After repeated or extended skin contact, tetrachloroethylene may dissolve fats from the skin, resulting in severe skin irritation. These symptoms occur almost entirely in work (or hobby) environments where people have been accidentally exposed to high concentrations or have intentionally used tetrachloroethylene to get a "high."
In industry, most workers are exposed to levels lower than those causing obvious nervous system effects. The health effects of breathing in air or drinking water with low levels of tetrachloroethylene are not known.
Results from some studies suggest that women who work in dry cleaning industries where exposures to tetrachloroethylene can be quite high may have more menstrual problems and spontaneous abortions than women who are not exposed. However, it is not known if tetrachloroethylene was responsible for these problems because other possible causes were not considered.
Results of animal studies, conducted with amounts much higher than those that most people are exposed to, show that tetrachloroethylene can cause liver and kidney damage. Exposure to very high levels of tetrachloroethylene can be toxic to the unborn pups of pregnant rats and mice. Changes in behavior were observed in the offspring of rats that breathed high levels of the chemical while they were pregnant.
Testing for TCE
One way of testing for tetrachloroethylene exposure is to measure the amount of the chemical in the breath, much the same way breath-alcohol measurements are used to determine the amount of alcohol in the blood.

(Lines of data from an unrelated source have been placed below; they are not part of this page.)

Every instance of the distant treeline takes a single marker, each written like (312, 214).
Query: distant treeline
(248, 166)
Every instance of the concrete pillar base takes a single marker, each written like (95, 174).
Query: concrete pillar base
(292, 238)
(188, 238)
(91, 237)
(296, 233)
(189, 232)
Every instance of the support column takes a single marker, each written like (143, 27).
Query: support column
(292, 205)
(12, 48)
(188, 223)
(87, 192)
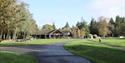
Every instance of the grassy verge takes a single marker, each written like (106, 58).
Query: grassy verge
(96, 52)
(10, 57)
(32, 42)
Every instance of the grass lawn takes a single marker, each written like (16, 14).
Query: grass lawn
(11, 57)
(98, 52)
(32, 42)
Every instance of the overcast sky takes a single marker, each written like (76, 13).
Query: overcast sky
(62, 11)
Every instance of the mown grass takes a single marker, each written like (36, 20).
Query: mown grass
(11, 57)
(32, 42)
(98, 52)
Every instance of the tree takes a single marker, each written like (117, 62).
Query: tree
(83, 27)
(93, 27)
(111, 27)
(46, 28)
(15, 17)
(66, 28)
(54, 27)
(103, 27)
(119, 25)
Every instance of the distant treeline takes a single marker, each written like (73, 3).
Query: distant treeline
(104, 27)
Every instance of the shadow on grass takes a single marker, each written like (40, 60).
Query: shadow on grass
(98, 54)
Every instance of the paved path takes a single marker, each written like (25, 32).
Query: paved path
(49, 53)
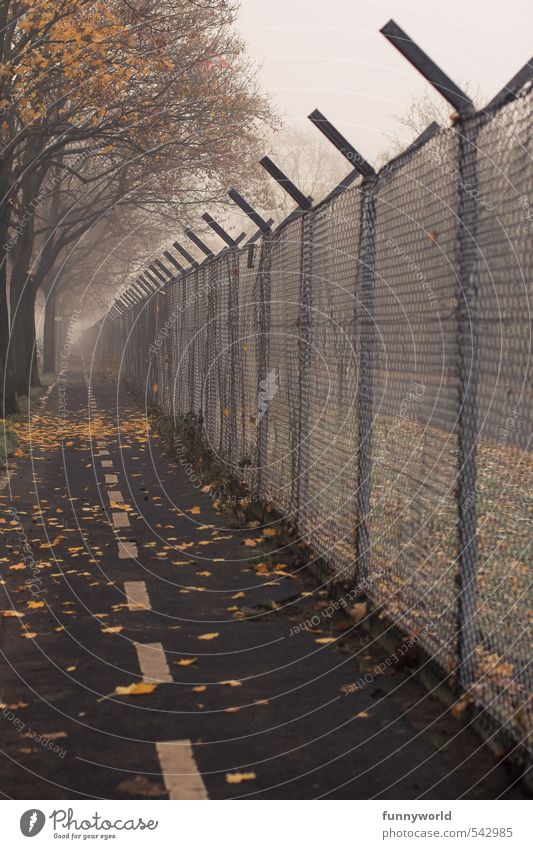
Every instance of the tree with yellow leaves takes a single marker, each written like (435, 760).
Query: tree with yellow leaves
(108, 90)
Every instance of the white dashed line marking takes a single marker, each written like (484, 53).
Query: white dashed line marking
(153, 663)
(127, 550)
(115, 495)
(137, 595)
(179, 770)
(120, 520)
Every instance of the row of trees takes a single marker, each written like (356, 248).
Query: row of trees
(114, 116)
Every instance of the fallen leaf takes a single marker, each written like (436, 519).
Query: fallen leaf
(238, 777)
(140, 689)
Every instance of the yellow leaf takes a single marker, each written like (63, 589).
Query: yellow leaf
(141, 689)
(238, 777)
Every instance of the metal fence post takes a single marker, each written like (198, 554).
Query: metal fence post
(365, 327)
(301, 453)
(263, 321)
(467, 419)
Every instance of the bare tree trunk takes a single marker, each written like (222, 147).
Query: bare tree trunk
(22, 293)
(8, 398)
(49, 334)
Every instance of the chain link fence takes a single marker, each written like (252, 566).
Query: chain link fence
(366, 368)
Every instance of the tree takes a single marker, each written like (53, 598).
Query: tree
(150, 83)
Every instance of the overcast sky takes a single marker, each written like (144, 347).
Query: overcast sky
(329, 54)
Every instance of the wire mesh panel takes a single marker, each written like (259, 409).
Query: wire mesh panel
(504, 395)
(367, 369)
(278, 390)
(327, 513)
(247, 364)
(415, 398)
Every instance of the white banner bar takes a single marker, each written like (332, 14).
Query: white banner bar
(262, 824)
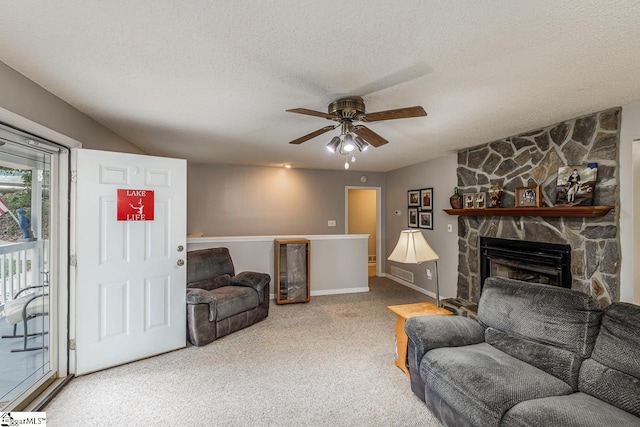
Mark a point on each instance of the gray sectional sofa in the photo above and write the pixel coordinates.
(537, 356)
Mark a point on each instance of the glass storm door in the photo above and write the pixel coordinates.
(27, 286)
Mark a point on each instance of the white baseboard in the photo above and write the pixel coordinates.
(410, 285)
(340, 291)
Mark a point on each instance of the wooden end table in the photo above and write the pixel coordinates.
(407, 311)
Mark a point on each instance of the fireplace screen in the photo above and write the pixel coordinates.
(535, 262)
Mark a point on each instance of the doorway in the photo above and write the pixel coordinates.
(362, 216)
(32, 233)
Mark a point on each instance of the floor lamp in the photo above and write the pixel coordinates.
(412, 248)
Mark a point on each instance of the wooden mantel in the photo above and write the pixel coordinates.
(555, 211)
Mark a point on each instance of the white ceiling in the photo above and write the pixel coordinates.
(210, 80)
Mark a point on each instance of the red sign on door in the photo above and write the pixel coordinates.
(135, 205)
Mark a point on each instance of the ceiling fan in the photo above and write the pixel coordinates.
(348, 110)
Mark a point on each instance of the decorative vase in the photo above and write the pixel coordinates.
(455, 200)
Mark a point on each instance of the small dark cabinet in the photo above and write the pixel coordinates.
(292, 271)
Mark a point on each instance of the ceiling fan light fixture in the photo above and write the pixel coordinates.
(348, 143)
(361, 144)
(332, 146)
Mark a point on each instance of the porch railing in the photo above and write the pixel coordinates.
(20, 267)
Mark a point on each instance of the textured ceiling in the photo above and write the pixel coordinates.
(210, 80)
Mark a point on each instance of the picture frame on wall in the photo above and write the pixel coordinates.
(425, 219)
(412, 217)
(426, 199)
(469, 200)
(576, 185)
(529, 196)
(413, 198)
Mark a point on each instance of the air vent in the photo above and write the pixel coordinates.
(402, 274)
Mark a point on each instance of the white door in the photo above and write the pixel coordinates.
(130, 275)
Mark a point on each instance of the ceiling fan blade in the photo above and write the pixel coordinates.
(312, 135)
(370, 136)
(313, 113)
(400, 113)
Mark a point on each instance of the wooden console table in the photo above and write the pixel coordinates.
(407, 311)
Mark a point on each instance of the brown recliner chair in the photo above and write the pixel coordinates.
(220, 302)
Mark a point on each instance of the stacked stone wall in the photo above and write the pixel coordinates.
(533, 158)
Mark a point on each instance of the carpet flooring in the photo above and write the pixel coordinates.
(328, 362)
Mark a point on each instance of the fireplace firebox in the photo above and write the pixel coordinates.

Because it is stored in the body's fat and slowly released into the bloodstream, tetrachloroethylene can be detected in the breath for weeks following a heavy exposure.
Tetrachloroethylene and trichloroacetic acid (TCA), a breakdown product of tetrachloroethylene, can be detected in the blood. These tests are relatively simple to perform. These tests aren't available at most doctors' offices, but can be performed at special laboratories that have the right equipment.
Because exposure to other chemicals can produce the same breakdown products in the urine and blood, the tests for breakdown products cannot determine if you have been exposed to tetrachloroethylene or the other chemicals.